John Pretlove
- Pretlove in the 1950s

Personal information
- Full name: John Frederick Pretlove
- Born: 23 November 1932 Camberwell, London
- Died: 1 April 2018 (aged 85)
- Batting: Right-handed
- Bowling: Slow left-arm orthodox

Domestic team information
- 1954–1956: Cambridge University
- 1955–1959: Kent

Career statistics
| Competition | First-class |
| Matches | 124 |
| Runs scored | 5,115 |
| Batting average | 26.78 |
| 100s/50s | 10/26 |
| Top score | 137 |
| Balls bowled | 3,023 |
| Wickets | 43 |
| Bowling average | 30.67 |
| 5 wickets in innings | 1 |
| 10 wickets in match | 0 |
| Best bowling | 5/55 |
| Catches/stumpings | 70/2 |
- Source: Cricinfo, 1 June 2014

= John Pretlove =

English sportsman (1932–2018)

John Frederick Pretlove (23 November 1932 – 1 April 2018) was an English amateur sportsman whose first-class cricket career extended from 1954 to 1968 and who was considered one of the best Rugby fives players in England. He played cricket for Cambridge University and Kent County Cricket Club between 1955 and 1959 and for MCC until 1968.

==Early life==
Pretlove was born at Camberwell in London, the eldest son of a shopkeeper, and educated at Alleyn's School before going up to Gonville and Caius College, Cambridge in 1953 to read English and Russian – having completed his national service in the Intelligence Corps after leaving school. At school he had won the Public Schools Rugby fives singles competition in 1950 and both the singles and doubles in 1951 and had played both cricket and football. At university he won Blues for cricket, association football and Rugby fives, captaining the football team.

==Sporting life==
Pretlove made his first-class cricket debut for Cambridge against Warwickshire at Fenner's in April 1954 and played in the first of his three University matches later in the same season. He played for Surrey's Second XI in 1954 before moving to play for Kent in 1955 during the university vacation. He played for Kent until 1959 and played his final first-class match for MCC in 1968.

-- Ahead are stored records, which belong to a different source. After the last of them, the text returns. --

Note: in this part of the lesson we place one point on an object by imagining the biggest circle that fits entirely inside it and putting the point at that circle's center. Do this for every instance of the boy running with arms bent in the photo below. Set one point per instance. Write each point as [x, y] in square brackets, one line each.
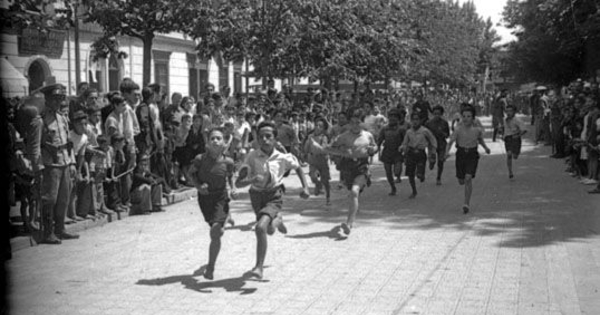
[264, 169]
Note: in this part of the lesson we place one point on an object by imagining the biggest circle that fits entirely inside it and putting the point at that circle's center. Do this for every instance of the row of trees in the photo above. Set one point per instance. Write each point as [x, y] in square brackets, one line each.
[557, 40]
[357, 40]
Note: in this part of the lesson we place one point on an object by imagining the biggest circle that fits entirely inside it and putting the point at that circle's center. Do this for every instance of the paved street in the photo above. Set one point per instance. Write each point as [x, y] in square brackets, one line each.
[530, 246]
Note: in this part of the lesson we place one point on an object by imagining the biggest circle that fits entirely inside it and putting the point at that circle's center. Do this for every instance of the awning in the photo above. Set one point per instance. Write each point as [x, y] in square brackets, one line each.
[13, 82]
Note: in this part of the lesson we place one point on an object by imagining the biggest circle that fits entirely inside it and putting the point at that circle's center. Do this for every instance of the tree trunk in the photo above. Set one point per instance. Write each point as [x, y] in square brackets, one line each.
[147, 59]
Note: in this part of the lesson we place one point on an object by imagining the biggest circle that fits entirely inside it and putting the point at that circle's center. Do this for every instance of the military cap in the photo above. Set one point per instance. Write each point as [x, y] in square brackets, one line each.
[79, 115]
[53, 89]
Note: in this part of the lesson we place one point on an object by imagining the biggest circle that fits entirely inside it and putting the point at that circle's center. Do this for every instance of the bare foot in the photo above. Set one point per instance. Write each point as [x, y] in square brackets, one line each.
[256, 272]
[346, 228]
[278, 223]
[209, 273]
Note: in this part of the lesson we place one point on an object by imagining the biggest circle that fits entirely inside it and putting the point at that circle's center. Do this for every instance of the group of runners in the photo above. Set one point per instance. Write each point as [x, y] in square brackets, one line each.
[413, 143]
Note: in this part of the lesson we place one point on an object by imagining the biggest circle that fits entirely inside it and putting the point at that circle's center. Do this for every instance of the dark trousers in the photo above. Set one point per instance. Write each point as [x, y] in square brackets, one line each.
[56, 189]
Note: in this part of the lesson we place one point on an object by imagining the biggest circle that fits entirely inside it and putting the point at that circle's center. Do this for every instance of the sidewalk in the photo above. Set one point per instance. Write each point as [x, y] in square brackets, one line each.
[529, 246]
[20, 240]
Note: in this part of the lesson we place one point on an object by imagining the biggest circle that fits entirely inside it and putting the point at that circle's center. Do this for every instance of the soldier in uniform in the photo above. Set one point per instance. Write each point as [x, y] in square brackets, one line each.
[58, 162]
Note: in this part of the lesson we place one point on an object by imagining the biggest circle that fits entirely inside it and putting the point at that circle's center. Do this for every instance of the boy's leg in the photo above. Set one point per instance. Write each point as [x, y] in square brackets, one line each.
[421, 164]
[359, 182]
[261, 245]
[216, 232]
[390, 177]
[509, 163]
[398, 171]
[468, 192]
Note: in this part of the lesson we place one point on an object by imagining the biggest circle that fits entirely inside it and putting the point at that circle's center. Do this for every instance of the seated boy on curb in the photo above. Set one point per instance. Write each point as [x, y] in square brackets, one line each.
[211, 173]
[264, 169]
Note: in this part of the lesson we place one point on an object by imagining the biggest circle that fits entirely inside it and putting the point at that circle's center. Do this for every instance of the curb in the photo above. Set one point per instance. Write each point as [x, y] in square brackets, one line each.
[21, 242]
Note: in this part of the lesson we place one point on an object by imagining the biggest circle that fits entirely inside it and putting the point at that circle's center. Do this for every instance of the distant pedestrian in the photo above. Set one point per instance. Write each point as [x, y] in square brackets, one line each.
[467, 137]
[391, 137]
[513, 130]
[441, 130]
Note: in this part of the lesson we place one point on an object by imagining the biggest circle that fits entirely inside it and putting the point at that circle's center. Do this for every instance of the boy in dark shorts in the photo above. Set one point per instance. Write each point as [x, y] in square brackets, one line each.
[417, 139]
[513, 129]
[211, 173]
[317, 161]
[467, 137]
[264, 169]
[355, 146]
[441, 130]
[391, 136]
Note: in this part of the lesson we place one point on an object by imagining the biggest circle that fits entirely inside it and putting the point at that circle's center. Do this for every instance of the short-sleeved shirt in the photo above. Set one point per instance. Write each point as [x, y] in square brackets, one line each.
[286, 135]
[513, 126]
[440, 129]
[80, 142]
[419, 139]
[56, 133]
[358, 143]
[467, 137]
[272, 167]
[392, 137]
[213, 172]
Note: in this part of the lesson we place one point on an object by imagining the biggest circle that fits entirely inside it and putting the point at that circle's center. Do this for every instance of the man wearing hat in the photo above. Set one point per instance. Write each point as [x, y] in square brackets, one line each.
[58, 162]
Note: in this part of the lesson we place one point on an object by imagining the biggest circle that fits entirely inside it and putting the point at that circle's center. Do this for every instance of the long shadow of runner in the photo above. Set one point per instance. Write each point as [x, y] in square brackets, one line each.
[190, 283]
[332, 234]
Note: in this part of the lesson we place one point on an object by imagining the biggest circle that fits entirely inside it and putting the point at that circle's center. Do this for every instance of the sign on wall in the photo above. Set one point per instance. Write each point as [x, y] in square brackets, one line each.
[33, 42]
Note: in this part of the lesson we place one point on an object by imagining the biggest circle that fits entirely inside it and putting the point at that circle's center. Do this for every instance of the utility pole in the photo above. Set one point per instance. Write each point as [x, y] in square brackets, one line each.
[77, 52]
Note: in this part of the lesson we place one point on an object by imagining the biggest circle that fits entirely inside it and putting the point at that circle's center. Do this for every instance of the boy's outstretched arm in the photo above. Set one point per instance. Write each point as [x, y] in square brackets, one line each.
[304, 194]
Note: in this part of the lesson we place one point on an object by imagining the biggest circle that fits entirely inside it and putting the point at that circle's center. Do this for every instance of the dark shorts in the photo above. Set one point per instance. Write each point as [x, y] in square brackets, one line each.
[214, 207]
[266, 202]
[391, 157]
[415, 162]
[321, 169]
[441, 149]
[512, 145]
[350, 169]
[466, 162]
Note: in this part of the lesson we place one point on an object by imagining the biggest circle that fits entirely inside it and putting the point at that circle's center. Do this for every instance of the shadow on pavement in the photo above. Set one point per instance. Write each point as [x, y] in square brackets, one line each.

Pretlove was considered one of the best Rugby Fives players in the country between 1955 and 1965 and was considered a gifted athlete with "balance and timing". He won the Jester's Club Cup, the national singles title, four times between 1953 and 1958 and was runner-up three times between 1960 and 1963. With Dennis Silk he won the national doubles competition each year between 1956 and 1959 and won the competition with different partners on three other occasions between 1952 and 1968. He played football for Corinthian-Casuals and coached Rugby Fives at Alleyn's School, where the main Fives courts were renamed in his honour in 2002. He was also a school governor at Alleyn's between 1998 and 2009 and President of the Old Boys Association.

==Later life==
Pretlove worked as a marketing and public relations consultant in the construction industry. He was President of the Rugby Fives Association between 1985 and 1987 and its General Secretary in the 1990s and was President of Kent Cricket in 1999. He died at Easter 2018 having suffered from Alzheimer's disease for more than ten years.